If we think we have grown out of all that and are content to restrict our interests to what English Christianity has become since the days of Henry the Eighth, we should think again. We have the calendar to remind us of the lingering influence of Norse and Greek gods and goddesses. The origins of the names of the days of the week similarly pre-date Christian influence – Sunday, Moon Day, Tiw’s day, Woden’s day etc.
Lud was a pre-Roman king who gave his name to Ludgate Circus. Leir came from a similar era and became a familiar figure to theatre-goers thanks to Shakespeare. Mellitus has emerged out of obscurity to become the figurehead of a training scheme for the clergy in the 21st century. He arrived in Britain with others to support Augustine and was made bishop in 604 CE. As Bishop of London he found that the pagan citizens of London did not take to him and he was chased out of the city. He fled to Gaul and later returned to become Archbishop of Canterbury. By then Continental Christianity was being naturalised in a country that was a mix of pagan and Romano-British people and would go on to become a glittering Anglo-Saxon Christian society.
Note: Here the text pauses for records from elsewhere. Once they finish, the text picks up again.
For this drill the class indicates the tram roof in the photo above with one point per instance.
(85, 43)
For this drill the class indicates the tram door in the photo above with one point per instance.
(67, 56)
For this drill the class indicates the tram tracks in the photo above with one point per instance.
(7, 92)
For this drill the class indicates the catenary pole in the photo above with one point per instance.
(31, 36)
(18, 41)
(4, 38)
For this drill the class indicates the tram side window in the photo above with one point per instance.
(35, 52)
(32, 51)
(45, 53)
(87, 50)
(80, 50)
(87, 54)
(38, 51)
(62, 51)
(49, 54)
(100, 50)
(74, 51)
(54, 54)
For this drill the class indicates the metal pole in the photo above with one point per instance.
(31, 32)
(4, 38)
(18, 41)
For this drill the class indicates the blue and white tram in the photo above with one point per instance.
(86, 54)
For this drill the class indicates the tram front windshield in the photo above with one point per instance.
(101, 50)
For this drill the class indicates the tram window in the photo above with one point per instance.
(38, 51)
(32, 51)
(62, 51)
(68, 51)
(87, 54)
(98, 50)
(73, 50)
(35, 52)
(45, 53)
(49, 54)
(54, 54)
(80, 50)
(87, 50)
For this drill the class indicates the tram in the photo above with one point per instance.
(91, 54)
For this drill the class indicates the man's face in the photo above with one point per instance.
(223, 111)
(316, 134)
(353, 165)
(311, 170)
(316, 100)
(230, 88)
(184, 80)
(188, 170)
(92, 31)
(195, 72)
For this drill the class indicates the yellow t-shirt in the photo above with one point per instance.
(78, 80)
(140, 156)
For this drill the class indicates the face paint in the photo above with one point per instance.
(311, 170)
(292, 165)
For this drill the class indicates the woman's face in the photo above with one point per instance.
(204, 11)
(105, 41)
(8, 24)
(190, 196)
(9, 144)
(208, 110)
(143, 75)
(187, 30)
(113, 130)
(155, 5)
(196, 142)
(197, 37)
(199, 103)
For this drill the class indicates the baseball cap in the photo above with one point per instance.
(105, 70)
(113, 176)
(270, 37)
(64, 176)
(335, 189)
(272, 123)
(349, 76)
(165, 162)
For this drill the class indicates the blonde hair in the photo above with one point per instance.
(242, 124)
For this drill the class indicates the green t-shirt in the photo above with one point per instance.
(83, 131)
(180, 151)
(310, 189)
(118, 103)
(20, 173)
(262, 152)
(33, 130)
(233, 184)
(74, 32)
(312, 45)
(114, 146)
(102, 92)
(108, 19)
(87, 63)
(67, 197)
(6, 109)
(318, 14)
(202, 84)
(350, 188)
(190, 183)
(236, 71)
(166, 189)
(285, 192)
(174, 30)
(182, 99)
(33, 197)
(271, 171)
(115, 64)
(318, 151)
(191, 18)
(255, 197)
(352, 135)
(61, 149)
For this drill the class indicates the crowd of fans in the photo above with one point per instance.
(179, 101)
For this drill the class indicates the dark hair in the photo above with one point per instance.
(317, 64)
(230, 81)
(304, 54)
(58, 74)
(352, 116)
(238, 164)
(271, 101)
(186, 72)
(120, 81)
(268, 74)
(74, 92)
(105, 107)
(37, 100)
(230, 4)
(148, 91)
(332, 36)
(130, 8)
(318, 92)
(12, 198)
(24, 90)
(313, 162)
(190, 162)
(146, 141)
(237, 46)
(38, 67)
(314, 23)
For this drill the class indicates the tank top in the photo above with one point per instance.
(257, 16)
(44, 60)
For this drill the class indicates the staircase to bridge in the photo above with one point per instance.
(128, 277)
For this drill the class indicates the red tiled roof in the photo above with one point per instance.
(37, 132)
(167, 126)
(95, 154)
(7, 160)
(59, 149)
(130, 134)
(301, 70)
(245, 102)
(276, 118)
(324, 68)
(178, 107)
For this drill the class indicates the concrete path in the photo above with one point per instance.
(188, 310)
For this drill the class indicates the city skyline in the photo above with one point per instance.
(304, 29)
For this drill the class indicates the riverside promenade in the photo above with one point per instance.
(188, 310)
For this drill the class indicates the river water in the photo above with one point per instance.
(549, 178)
After the Norman conquest English Christianity, just like Christianity in the days of Langland, Chaucer and Wycliffe, was very different from the Christianity we are familiar with today. Before the watershed of the Reformation there was a mix of paganism, ribaldry and feudalism that is epitomised in the ballad of Friar Tuck and the Bishop of Hereford. We should not, however, forget that others than Chaucer had a great respect for the honest and hard-working poor parson of a town that we meet in ‘Canterbury Tales’. Goldsmith viewed his village preacher ‘passing rich with forty pounds a year’ in the same light.
We make a mistake when we forget our ancestry.
MAGGOT
We all know Arne’s ‘Rule Britannia’ but few of us are familiar with his maggot. Martin Penrose, organist at Lymington parish church, has unearthed an organ solo by Arne called ‘The Maggot’, meaning a whimsical item, and has added it to a recital he is performing. He explains his find in ‘Lymington Parish News’.
FEELING FINE
If you happen to be in Alnwick and are feeling fine, then phone the Vicar, Paul Scott. He explains in his parish magazine that feeling fine can be interpreted as feeling frustrated, insecure, neurotic and exhausted. He sometimes feels that way himself and has a listening ear for any who wish to talk about it.